OLD LYME, CT. _ The coast belongs to the rich.
Of course, we'd known this before driving from Niantic to Old Saybrook, a stretch of Connecticut coastline where Long Island Sound meets the open ocean.
But seeing is believing, and in 25 miles or so, we saw mansions galore fronting the water, with little roadside signs warning passersby against coming any closer.
"BMW in the driveway," Uncle Chet advised as we approached another cedar-shake behemoth overlooking the slate-blue sea.
"I don't even think that's the house," Alice said.
"Look at that one behind it."
"Looks like a country club,"
I peered at an elegant three-story brick edifice surrounded by six-foot-tall privets and flower gardens.
"You'd need a staff just to keep the lawn mowed," Alice said.
"I'd be happy with the garage," Hon said.
"Me, too," Buddy said. "Can we buy the garage?"
"As soon as we find a million dollars," I said.
"Way off," Uncle Chet said. "Even a little shanty like the one we're in would cost a quarter million. I'll bet that garage and an acre around it would go for 10."
"One million, 10 million; what's the difference?" I said. "Buying anything within sight of the water is out of the question."
We kept driving, on our way back to the little rental cottage we had taken at Hawks Nest Beach. Here, the remnants of the middle class return each summer to recharge their batteries in the salt air.
Since the late 19th century, the Garvin family has held this precious waterfront, building efficient three- and four-bedroom cottages on the beach and in four rows behind it. If you want to go to sleep to the rhythm of the waves and wake up to an ocean view, you may pay $3,000 a week.
But if you're willing to walk a hundred yards, carrying your beach chairs and umbrella, a party of eight can rent a cottage for about $1,800 a week.
Naturally, we walk, and in our party, everyone contributes to the kitty.
It seems to work the same way in the other households here, as generations gather at the shore _ grandparents, teenagers, parents, toddlers _ down by the water during the day and sit on large screened front porches as the sun goes down.
No one locks their door. Kids run freely from yard to yard and ride bicycles everywhere as if this were America in 1955. Neighbors do look out for each other, and no one drives faster than a crawl on expeditions for groceries and sightseeing.
Our sightseeing jaunt took just an hour and a half, but we all breathed easier as soon as we got out of the car.
"Can we go to the beach now?" Buddy asked.
"As soon as you find your bathing suit and sun hat," I said.
"Who else is coming?" Alice asked.
"Bruce and the girls are already down there," Hon said.
"I'm going," I said.
"Me, too," Uncle Chet said and disappeared into his room to change.
A few minutes later, we grabbed some beach chairs and headed to the water, ready to soak up the sun and a superb view of eastern Long Island.
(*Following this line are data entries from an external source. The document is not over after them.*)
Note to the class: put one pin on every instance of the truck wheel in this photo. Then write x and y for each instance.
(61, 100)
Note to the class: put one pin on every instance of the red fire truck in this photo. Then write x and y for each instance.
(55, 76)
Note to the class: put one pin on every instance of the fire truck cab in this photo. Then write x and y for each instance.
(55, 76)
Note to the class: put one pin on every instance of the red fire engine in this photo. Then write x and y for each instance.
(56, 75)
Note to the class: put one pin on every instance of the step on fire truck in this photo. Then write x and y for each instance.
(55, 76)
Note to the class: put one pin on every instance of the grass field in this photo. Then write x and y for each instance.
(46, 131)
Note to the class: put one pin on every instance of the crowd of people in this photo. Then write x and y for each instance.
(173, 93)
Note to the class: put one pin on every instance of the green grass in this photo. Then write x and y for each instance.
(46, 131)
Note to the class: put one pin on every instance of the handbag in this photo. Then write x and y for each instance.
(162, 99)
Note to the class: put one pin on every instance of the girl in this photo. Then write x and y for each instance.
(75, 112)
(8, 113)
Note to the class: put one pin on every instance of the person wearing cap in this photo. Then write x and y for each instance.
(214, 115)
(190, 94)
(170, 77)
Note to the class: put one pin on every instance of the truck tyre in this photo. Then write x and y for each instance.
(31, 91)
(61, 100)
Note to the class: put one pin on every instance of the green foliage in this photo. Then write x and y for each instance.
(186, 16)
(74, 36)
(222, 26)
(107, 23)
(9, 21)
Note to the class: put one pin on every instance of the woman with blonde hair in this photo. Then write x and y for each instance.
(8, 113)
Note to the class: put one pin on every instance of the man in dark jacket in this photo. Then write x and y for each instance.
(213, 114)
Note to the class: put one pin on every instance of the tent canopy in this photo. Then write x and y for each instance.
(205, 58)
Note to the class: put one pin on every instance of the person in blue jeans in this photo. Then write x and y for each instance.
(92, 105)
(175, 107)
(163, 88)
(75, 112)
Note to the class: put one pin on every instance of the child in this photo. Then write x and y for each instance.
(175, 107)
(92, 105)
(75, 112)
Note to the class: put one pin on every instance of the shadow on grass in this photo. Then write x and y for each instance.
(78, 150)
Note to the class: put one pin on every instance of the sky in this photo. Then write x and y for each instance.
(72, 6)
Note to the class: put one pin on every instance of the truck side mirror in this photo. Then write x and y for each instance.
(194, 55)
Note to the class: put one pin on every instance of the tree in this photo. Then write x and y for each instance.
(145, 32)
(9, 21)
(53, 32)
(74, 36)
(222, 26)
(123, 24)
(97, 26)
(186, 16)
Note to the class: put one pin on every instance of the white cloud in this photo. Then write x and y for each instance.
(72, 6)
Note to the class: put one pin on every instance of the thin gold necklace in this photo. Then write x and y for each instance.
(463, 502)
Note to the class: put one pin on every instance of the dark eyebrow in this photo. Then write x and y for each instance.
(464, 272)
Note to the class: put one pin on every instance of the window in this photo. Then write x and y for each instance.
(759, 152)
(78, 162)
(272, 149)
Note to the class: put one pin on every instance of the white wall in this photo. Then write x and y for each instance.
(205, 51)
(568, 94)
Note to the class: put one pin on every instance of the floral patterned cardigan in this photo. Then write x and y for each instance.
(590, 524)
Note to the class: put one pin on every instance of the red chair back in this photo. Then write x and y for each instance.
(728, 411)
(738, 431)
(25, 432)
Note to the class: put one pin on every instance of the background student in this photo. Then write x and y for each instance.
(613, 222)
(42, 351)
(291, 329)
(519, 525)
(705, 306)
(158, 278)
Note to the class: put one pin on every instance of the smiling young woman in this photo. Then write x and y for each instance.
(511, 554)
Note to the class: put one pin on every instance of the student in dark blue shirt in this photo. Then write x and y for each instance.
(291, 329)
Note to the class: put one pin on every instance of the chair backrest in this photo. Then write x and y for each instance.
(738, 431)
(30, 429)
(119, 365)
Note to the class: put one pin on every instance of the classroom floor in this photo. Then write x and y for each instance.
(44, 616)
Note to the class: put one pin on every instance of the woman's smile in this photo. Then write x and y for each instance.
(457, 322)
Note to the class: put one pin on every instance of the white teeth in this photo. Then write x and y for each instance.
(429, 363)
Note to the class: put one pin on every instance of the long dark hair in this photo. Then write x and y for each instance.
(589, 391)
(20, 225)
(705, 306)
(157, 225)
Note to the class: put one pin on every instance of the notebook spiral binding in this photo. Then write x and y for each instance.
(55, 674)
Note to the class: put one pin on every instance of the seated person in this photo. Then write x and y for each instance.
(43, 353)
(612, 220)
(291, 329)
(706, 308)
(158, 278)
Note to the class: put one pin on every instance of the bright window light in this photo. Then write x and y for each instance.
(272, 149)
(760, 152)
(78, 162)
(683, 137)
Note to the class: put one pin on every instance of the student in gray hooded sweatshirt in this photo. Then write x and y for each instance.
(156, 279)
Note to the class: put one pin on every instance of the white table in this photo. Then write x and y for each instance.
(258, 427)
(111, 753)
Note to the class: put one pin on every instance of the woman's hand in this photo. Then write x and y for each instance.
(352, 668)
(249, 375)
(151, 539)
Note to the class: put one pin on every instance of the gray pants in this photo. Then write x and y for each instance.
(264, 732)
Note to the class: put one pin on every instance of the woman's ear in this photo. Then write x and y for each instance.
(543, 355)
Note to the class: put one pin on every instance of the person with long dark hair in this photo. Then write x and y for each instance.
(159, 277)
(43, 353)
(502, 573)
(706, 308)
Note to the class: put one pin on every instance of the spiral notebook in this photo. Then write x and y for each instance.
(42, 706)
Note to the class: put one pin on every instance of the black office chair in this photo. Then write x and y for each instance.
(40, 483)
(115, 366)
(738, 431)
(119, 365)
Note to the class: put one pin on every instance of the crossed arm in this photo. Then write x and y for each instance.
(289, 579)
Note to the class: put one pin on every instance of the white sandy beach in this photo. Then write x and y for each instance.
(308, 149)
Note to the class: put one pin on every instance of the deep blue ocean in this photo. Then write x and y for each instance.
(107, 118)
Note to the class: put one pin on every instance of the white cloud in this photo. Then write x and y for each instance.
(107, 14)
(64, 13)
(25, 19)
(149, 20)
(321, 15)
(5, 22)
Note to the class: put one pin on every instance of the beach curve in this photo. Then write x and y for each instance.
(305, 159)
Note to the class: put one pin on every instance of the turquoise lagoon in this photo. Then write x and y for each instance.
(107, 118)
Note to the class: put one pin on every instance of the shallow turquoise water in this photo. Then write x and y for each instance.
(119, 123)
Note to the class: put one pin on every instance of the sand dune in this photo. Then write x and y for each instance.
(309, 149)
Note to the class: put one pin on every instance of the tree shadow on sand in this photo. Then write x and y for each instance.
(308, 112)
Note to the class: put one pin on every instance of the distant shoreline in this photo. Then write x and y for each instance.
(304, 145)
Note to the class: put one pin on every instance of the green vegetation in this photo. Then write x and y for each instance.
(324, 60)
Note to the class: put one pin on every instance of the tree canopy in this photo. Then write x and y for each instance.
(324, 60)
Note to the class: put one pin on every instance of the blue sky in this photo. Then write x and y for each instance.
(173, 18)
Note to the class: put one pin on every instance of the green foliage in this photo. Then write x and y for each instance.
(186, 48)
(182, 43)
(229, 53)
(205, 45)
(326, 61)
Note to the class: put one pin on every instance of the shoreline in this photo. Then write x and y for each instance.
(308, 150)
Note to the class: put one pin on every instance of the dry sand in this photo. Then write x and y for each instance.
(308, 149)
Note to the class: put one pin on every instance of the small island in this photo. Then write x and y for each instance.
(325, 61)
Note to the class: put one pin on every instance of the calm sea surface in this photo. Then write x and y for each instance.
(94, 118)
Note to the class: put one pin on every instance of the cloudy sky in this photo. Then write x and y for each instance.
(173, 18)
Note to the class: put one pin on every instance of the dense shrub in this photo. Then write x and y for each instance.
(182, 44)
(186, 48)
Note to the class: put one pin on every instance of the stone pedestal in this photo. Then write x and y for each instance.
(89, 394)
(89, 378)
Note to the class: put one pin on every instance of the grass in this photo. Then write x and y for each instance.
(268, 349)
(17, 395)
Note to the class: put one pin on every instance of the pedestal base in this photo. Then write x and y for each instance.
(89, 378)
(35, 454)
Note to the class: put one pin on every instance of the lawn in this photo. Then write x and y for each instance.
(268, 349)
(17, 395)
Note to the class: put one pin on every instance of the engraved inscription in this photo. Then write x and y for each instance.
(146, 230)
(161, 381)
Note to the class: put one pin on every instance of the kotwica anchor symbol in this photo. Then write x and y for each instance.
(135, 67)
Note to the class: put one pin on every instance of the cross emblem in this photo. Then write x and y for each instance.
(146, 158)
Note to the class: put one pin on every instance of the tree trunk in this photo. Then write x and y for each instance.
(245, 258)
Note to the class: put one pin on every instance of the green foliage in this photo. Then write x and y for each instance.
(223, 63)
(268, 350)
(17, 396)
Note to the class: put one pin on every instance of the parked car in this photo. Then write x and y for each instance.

Sailboats, kayaks and a few motorboats dotted the Sound, braving the white caps and strong current.
Our neighbors on either side of the little roadway were pouring out of their porches, as well, carrying towels, boogie boards and rafts, getting their money's worth in this hottest year in recorded history.
"Can you imagine if the whole world looked like this?" Uncle Chet asked. "Everyone in a similar house? I mean, some houses nicer and bigger than others, but nothing, say, 100 times better than average, and no one homeless. Would that lead to world peace, universal health care and longer, more contented lives?"
"It would, but they'd call it communism," I said.
"There's a dirty word," Uncle Chet said. "A much better one would be community."